NCSA Mosaic Web Browser
Some of you are so young that you will always take the web browser for granted. There was a time when you had to either download a web browser or go to a software store and buy it. Yes, there was a time when people physically went to a software store and actually paid money just to get a box that had a floppy disk, or possibly a CD, that included a web browser that you could install. NCSA Mosaic was the name of Netscape Navigator (the original mainstream web browser) before it’s developer, Eric Bina, and some other guy decided to try and make a business out of selling it. I was on the Internet before there was a Netscape. Then there was the Browser Wars. Now we take the web browser for granted. It is interesting to me that the browser itself is still basically the same as it was twenty-five years ago. The web browser is still just a window on your computer with an address bar and bookmarks.
Eudora Email
Eudora was the most popular email program for Windows back in the day. Long after there were better alternatives, I still saw people using Eudora. Inasmuch as Windows didn’t have dial-up networking until Windows 95, it also didn’t have an Internet email program. We also didn’t yet have webmail, which is a website to access your email like Hotmail, Yahoo! Mail, or Gmail. This was an innocent time before bulk email, so using email was actually kind of exciting. You could configure your email program to play a sound when you got an email, since the only email you got was email that you wanted. Somebody on the other side of the planet could send you an electronic message that arrived within seconds. In the early 1990’s, such things impressed us.
Usenet
Usenet is Internet-wide message boards, officially called newsgroups, and uses the Network News Transfer Protocol (NNTP). You access Usenet through a newsgroup reader. At first, I used Forté Free Agent, which was the only decent newsgroup reader available for Windows. In 1996, I switched to Outlook Express for email and newsgroups because it was included with Internet Explorer 3.0. Back before the Internet got so mainstream that everybody was on the Internet, you could actually have real discussions with smart interesting people on Usenet.
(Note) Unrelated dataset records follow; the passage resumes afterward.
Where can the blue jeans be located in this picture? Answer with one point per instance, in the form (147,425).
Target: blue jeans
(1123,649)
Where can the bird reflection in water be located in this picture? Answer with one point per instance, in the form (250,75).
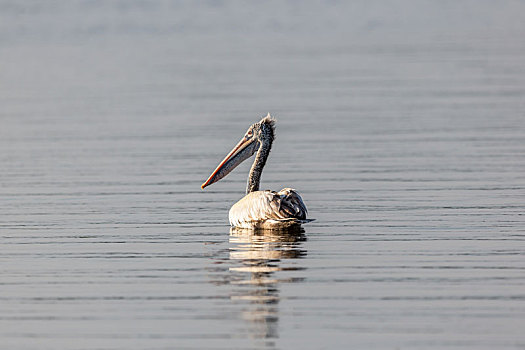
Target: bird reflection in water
(258,258)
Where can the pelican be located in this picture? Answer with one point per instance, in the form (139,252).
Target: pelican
(260,209)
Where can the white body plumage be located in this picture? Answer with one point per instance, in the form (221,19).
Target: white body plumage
(269,209)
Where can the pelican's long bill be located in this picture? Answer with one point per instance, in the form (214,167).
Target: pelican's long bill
(242,151)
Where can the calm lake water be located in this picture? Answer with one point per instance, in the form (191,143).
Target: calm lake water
(402,124)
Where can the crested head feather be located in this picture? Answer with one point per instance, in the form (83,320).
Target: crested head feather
(269,120)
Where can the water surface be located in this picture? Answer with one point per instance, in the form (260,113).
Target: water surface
(402,125)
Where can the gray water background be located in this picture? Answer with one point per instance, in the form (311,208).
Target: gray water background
(401,123)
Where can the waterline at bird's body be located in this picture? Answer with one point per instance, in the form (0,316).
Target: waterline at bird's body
(260,209)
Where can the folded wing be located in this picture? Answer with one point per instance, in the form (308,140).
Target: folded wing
(268,206)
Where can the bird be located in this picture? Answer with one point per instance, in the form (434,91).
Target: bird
(266,210)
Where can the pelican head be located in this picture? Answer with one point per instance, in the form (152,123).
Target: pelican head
(261,133)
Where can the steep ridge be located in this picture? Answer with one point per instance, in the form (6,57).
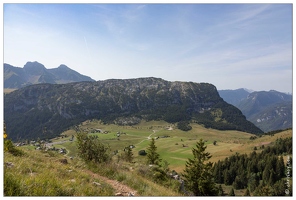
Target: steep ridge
(45,110)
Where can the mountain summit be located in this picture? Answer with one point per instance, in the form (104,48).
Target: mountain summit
(29,110)
(34,73)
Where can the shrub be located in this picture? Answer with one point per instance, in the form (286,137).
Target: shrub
(91,149)
(142,153)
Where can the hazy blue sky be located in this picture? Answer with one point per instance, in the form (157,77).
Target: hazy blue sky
(229,45)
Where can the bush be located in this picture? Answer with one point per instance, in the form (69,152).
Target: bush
(91,149)
(9,147)
(142,153)
(184,126)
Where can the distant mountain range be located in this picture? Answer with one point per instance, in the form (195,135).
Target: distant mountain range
(268,110)
(34,73)
(30,110)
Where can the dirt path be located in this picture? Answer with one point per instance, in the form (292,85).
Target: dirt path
(120,189)
(148,138)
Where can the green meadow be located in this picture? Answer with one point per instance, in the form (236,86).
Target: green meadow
(173,145)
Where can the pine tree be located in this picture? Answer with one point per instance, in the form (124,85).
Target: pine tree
(198,172)
(231,193)
(128,154)
(220,191)
(152,156)
(247,193)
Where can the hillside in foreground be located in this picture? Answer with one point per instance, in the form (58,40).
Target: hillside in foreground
(48,173)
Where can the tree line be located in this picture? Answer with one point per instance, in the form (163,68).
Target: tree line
(263,174)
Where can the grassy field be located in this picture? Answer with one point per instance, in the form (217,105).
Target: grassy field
(8,90)
(177,146)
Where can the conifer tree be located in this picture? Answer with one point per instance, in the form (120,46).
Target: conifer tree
(231,193)
(198,172)
(152,156)
(220,191)
(247,193)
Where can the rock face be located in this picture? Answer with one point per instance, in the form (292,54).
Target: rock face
(58,106)
(268,110)
(34,73)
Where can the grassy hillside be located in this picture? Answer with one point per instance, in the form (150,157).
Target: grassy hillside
(46,173)
(176,148)
(40,173)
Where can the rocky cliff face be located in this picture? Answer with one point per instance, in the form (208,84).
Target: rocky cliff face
(28,110)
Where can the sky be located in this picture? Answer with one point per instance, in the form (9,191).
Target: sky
(228,45)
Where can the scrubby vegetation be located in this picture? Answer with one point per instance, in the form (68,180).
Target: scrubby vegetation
(263,174)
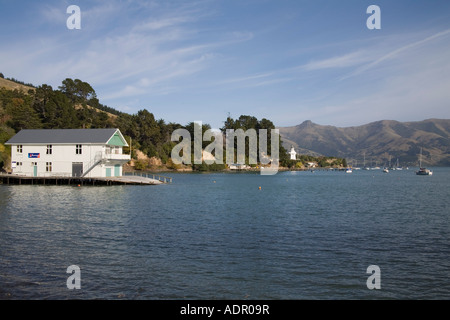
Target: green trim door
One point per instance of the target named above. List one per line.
(117, 170)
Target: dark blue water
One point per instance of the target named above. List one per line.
(302, 235)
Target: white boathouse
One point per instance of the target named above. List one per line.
(91, 153)
(292, 153)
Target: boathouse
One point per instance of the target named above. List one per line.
(90, 153)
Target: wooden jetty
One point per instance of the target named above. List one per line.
(12, 179)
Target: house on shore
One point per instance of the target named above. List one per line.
(91, 153)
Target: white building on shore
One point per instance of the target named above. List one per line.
(292, 153)
(68, 153)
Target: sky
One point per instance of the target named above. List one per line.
(287, 61)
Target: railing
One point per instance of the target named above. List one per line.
(149, 175)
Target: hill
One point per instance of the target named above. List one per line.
(377, 142)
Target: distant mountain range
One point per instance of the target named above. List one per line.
(377, 142)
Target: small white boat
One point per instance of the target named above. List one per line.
(423, 171)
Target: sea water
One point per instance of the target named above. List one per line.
(294, 235)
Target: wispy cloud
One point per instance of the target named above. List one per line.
(343, 61)
(396, 53)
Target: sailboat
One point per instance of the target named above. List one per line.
(423, 171)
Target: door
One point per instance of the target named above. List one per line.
(117, 170)
(77, 169)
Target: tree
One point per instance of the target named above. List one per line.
(77, 91)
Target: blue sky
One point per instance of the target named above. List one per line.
(288, 61)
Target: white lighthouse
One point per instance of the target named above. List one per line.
(293, 153)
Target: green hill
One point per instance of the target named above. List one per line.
(377, 141)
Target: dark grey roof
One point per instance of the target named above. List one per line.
(62, 136)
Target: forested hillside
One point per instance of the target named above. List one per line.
(74, 104)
Usenet was also a way to trade files, mostly through the alt.binaries.* newsgroups. For example, there was alt.binaries.games to download games and alt.binaries.mp3 for MP3 files (after mp3 became popular). Files could be converted to plain text in a format known as uuencoding . Once a file was uunencoded, you could copy/paste it into a message and post it on the newsgroup message board. Then a newsgroup reader with support for uudecoding could convert it back to the original game or mp3.
When I was fifteen, I met one of my best friends my own age, and that also lived in Houston, through Usenet. We would’ve never met each other otherwise.
IRC
Internet Relay Chat is real-time chat for everybody on the Internet. Other online services obviously had chat rooms back in the day. What made IRC cool and different in the early 90’s was that you were chatting with other people on the Internet, which was still only for smart people. And because the Internet was small enough, there was usually only one chat room (called a “channel” in IRC-speak) for a given topic. So for example, if you wanted to learn a programming language, you could go to the channel for that programming language, and you were instantly in a room with everybody of every skill level for that programming language. Even if you didn’t actually chat, you could just sit there and read all the chat room messages between everybody else as they scrolled up your screen and from that learn to program (or whatever the topic for that chat room).
The proper way to use IRC was to connect to your favorite IRC server, open up all your favorite IRC channels at once, and then shut out the rest of the world. The reason is that communicating offline with one person requires giving that one person all your undivided attention, whereas on IRC you can just sit there and chat with literally hundreds of people all at once for days at a time. On IRC, nobody cares what you are wearing (if anything), what you look like, or even what you smell like.
mIRC was, and is, effectively the de facto standard IRC app for Windows. Those 1.44 MB floppy disks I got in 1994 with my dial-up account came with a janky “WSIRC” program. But I quickly discovered mIRC when it was originally released in 1995. It supports every damn feature you could want on IRC: colored text, a list of everybody in the chat room, a separate window for each chat room so you could be in multiple channels at once, and direct client-to-client file transfers (DCC). DCC made it possible to just ask for a file in a chatroom and somebody could DCC it to you instantly, a big deal in those days. mIRC is used by millions of people all over the world, and yet now almost twenty-five years later is still written by just one guy, Khaled Mardam-Bey, who over the years has added all sorts of new features like its own scripting language and even made mIRC Turing complete.
We Downloaded Files Because We Didn’t Have Websites Or Even PDF
Writing this post it occurs to me that downloading files has been a recurring theme. You gotta remember that in the early 1990’s the web browser was new. Hence, there weren’t many websites and most of them weren’t very good. There were so few quality websites that you could fit them all in a single directory, which is how Yahoo! got started. Before there was websites, you could download text files and you could download pictures. At best, you had maybe a Microsoft Word document with some embedded Screen Beans clipart. Even PDF didn’t much exist. PDF was originally released in 1993 and invented by a company named Adobe. PDF was considered a proprietary format until 2008. Until then, the only legit way to make PDF files was if you paid Adobe for the Adobe Acrobat software that made PDF’s. So with no websites or PDF, finding ways to separately download files like text files and pictures was all we had.
Twenty-Five Years Later
When you’re young, older people sometimes say things like “We didn’t have that when I was your age.” And when you’re young, you’re like “Whatever, Gramps.” But then you get older and you’re like “We didn’t have that when I was your age.” And the young people are all like “Whatever, Gramps.” That’s the whole cycle of life, I guess. But in twenty-five years on the Internet, not much has really changed. Dial-up low-speed Internet has certainly been replaced with free, or almost free, broadband wi-fi that you can connect to almost anywhere with any computer or smartphone. All the apps and protocols I’ve mention are still around and still being used. The world wide web and electronic mail haven’t really changed at all, although there is much more of both. Usenet and IRC still exist, but I guess the Internet got so big and mainstream that perhaps those protocols and apps aren’t as edgy and interesting as they once were. Anyway, that’s what being on the Internet was like twenty-five years ago when it was new, back in the day.